Performance issues - Githubissues

fnorf commented 4 years ago

First of all, thank you for this awesome tool! Second of all, I have no clue about JavaScript.

I built some awful thing based on this and was surprised by the CPU usage. I had expected the bottleneck to be the time it took the APIs to answer but actually the data munching of hafas-client into its nice format seems to take the most resources. So I looked into it:

I made a single 24 hour departures request. ~370 trips were returned. The whole process took ~1.7s.

Looking at my network logs my system spent about 0.5s talking with the remote server (reiseauskunft.bahn.de) in total.

So I looked at the process in a profiler (0x). Here is a flamegraph:

full

If I interpret that correctly, it looks like ~60% of the time was spent with findInTree calls in parseCommonData.

I also zoomed in to the two other blocks on the left:

formatstationboard parsearrordep

Some date/time parsing and formatting.

Now, I have no idea what these do and if they are easy to make faster (or used less). Probably not... I saw some commits referencing them in https://github.com/public-transport/hafas-client/commit/2a6b0dc507bd0940ee09b16e1f097499a5e78082 and https://github.com/public-transport/hafas-client/commit/8c6a8d858edf6f75e19294f4066c252e64d11184.

Anyways, since I had looked into it and was surprised by the result, I thought I'd share this with you. There is the tiny and remote chance that you were unaware of these issues and this is useful. And even if not, this was a nice chance to say thanks again for this great project. :)

derhuerst commented 4 years ago

I had expected the bottleneck to be the time it took the APIs to answer but actually the data munching of hafas-client into its nice format seems to take the most resources.

Indeed, I would have expected the hafas-client part to be negligible.

I made a single 24 hour departures request. ~370 trips were returned. The whole process took ~1.7s.

Keep in mind that, based on the usage I've seen so far, this is not the "usual" request because its response is so large: I got 448kib for 1202 departures over 24h at Berlin Friedrichstr.

Some more common use cases:

Searching for 5 locations (stops, addresses, POIs) called "friedrichstr", the DB endpoint returns 6kib of JSON.
Searching for 3 journeys from U Heinrich-Heine-Str. in Berlin to the English Garden in Munich, the DB endpoint returns 26kib of JSON.

Nevertheless, I am of course in favour of making hafas-client faster!

If I interpret that correctly, it looks like ~60% of the time was spent with findInTree calls in parseCommonData.

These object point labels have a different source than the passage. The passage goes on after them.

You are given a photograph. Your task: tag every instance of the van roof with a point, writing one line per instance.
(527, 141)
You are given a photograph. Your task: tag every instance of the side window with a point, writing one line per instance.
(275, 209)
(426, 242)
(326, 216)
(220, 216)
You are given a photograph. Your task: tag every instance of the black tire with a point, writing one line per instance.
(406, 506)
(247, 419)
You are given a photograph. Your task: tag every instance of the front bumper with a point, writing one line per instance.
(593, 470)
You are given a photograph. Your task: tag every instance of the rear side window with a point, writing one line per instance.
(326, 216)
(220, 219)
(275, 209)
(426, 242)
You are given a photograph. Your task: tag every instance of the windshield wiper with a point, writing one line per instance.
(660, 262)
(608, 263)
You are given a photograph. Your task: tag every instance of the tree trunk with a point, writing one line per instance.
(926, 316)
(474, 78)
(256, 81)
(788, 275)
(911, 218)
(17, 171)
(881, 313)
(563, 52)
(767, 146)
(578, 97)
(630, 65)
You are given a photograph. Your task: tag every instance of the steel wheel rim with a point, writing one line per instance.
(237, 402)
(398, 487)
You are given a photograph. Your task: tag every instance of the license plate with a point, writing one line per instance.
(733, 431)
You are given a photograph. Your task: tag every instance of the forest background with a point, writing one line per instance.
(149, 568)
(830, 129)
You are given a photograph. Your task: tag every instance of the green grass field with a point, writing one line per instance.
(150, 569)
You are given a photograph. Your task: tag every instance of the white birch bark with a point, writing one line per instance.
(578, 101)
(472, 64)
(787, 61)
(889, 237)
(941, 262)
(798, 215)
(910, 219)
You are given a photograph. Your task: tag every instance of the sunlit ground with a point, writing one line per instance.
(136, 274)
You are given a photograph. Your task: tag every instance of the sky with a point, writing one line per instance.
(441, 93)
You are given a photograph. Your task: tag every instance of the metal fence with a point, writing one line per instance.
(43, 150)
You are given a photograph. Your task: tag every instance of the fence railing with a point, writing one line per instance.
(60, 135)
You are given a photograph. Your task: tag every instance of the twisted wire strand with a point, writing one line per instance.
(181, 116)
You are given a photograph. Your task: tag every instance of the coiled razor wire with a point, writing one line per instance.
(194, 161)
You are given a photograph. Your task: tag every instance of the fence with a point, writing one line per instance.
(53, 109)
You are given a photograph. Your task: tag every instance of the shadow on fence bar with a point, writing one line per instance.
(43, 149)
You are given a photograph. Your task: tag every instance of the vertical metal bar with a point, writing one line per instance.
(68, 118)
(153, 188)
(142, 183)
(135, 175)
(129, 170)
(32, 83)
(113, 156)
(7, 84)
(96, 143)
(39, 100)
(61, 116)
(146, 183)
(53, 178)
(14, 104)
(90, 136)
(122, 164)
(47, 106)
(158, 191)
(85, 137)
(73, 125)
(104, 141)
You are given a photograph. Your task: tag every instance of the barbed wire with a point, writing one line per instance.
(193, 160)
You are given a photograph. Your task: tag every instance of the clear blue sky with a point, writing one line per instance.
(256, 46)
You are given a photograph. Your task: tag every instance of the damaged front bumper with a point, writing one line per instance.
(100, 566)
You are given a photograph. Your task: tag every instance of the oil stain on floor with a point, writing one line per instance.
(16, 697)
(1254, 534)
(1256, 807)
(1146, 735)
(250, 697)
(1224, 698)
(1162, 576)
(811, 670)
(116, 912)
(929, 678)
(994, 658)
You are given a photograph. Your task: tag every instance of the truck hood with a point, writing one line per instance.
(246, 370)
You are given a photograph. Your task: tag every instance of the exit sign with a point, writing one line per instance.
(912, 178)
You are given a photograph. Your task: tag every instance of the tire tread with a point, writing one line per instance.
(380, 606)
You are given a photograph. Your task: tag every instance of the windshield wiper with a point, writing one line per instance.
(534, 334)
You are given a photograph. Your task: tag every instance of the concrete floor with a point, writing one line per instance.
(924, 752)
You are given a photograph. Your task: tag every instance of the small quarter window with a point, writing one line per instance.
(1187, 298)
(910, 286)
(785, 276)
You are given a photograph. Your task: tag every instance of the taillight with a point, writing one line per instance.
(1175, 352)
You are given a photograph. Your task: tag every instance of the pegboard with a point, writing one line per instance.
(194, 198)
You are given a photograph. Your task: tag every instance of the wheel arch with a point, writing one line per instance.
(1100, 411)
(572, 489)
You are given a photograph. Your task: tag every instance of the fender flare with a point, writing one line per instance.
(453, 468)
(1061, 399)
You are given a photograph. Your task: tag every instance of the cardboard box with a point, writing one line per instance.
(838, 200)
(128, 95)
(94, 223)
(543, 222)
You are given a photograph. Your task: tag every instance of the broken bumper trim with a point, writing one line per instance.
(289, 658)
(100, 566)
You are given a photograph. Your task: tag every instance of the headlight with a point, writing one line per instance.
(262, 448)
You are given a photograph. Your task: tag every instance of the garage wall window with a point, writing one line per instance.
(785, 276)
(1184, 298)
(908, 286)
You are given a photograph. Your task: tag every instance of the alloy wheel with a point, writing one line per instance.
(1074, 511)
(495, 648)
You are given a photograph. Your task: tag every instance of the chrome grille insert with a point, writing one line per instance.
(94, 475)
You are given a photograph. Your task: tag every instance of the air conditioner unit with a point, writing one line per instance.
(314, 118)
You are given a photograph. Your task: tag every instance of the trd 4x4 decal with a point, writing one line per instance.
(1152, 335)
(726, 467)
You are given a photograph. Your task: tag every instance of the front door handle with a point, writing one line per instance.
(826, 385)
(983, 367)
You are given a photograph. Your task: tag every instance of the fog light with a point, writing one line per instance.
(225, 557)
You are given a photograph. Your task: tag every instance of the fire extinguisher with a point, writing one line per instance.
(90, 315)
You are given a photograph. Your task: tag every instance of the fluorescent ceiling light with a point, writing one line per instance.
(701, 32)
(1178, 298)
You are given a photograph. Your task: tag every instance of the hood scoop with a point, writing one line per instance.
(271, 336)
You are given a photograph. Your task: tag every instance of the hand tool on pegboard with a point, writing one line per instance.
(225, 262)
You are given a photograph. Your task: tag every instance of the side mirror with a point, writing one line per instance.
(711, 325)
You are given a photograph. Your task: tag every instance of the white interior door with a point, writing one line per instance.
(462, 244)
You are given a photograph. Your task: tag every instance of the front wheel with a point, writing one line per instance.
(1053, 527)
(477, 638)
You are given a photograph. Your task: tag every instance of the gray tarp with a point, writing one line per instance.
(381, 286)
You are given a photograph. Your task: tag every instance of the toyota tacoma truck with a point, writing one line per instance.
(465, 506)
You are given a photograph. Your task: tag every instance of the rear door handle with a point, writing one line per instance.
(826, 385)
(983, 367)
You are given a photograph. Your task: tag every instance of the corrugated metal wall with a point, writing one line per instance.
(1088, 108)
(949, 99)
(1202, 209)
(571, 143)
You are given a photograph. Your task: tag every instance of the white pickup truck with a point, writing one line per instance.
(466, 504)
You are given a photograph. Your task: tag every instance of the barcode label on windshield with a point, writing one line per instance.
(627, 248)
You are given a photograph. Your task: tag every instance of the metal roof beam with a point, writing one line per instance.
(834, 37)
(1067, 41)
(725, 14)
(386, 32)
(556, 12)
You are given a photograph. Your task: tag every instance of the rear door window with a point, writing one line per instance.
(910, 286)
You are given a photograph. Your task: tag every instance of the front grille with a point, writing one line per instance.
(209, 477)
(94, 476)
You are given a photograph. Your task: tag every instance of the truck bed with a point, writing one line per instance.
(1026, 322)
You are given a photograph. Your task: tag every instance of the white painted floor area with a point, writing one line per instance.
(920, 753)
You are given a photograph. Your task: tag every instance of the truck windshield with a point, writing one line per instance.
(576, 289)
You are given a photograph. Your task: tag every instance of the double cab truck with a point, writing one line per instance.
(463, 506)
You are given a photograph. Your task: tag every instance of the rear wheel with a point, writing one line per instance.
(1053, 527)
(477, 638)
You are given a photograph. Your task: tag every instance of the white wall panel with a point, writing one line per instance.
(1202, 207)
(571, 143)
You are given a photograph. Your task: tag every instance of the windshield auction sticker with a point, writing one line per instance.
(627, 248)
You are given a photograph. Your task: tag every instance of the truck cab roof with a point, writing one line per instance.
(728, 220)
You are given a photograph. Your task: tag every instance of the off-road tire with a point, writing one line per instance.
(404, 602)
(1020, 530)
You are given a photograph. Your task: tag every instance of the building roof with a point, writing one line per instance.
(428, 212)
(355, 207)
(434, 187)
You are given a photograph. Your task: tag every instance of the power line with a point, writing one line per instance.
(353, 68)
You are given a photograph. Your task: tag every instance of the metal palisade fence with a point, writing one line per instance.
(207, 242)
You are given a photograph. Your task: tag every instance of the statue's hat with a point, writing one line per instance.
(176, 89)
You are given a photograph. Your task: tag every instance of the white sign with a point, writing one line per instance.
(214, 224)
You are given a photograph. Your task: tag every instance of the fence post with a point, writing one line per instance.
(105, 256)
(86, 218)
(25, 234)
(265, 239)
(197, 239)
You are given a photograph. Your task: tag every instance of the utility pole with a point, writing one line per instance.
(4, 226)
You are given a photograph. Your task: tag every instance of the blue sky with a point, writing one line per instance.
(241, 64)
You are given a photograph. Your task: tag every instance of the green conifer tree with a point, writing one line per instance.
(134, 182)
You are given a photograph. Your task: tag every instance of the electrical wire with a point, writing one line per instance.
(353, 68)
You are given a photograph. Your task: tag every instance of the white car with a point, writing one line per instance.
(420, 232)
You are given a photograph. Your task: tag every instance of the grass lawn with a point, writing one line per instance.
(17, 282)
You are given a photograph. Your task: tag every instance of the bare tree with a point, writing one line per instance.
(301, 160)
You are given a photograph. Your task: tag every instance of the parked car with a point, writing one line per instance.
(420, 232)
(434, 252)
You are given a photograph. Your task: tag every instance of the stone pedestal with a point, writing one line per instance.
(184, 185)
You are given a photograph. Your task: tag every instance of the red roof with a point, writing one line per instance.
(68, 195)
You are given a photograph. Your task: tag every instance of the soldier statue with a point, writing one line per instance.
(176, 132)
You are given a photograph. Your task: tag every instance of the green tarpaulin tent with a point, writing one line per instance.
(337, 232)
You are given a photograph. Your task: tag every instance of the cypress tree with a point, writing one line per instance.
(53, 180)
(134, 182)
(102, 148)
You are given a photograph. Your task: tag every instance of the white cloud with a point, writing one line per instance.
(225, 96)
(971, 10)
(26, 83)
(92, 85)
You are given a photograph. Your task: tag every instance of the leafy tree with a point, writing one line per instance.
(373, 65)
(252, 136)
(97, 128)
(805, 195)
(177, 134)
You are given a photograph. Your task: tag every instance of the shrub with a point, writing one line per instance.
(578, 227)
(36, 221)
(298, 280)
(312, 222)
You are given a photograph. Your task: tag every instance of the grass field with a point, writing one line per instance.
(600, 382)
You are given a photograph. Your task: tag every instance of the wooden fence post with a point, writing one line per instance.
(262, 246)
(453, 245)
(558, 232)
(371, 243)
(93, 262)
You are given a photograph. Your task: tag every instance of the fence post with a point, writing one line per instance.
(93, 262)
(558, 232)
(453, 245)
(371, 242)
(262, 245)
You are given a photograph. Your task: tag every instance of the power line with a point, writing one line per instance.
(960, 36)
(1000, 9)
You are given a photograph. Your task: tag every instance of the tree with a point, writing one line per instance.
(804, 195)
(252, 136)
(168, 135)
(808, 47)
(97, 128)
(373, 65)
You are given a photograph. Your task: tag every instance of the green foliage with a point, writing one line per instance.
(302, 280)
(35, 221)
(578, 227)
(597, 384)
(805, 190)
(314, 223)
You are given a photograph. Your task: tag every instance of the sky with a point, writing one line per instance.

Keep in mind that, in order to get accurate and reliable results, you need to

invoke hafas-client often enough for the optimizing compiler to detect and optimise hot code paths.
run with NODE_ENV=production, as some libraries behave differently depending on this flag.

derhuerst commented 4 years ago

In parse-benchmark, I set up a small benchmark.

Running it using 0x yields a very similar flame chart to what you reported: index.html.zip

derhuerst commented 4 years ago

Now, I have no idea what these do and if they are easy to make faster (or used less). Probably not...

Probably @simlu knows.

simlu commented 4 years ago

Oh yeah. I breathe this stuff 😉

So there are a few things to consider:

object-scan find function is very small and executed a lot so bench marking might be slightly exaggerated due to overhead of profiler
object-scan is heavily optimized and benchmarked, can probably be sped up more but is already very fast
The response is very large and since the code uses ** it needs to traverse the entire response tree. Much better would be to narrow down what should be targeted and where it could be present in the response tree. That would reduce what is traversed
Instead of calling findInTree multiple times, it should be called once and the callback function should detect which needle target was hit. This would bring the amount of traversal to a single one (instead of scanning the response 10x or more times)

Let me know if you have any questions about above.

I can probably do a pr with these changes. Should not be very hard. However I'm busy this weekend, so it might take a moment. Feel free to ping me if you want to give it a shot

simlu commented 4 years ago

Also I'm expecting the changes proposed above to have a drastic impact on performance for large responses

derhuerst commented 4 years ago

Instead of calling findInTree multiple times, it should be called once and the callback function should detect which needle target was hit. This would bring the amount of traversal to a single one (instead of scanning the response 10x or more times)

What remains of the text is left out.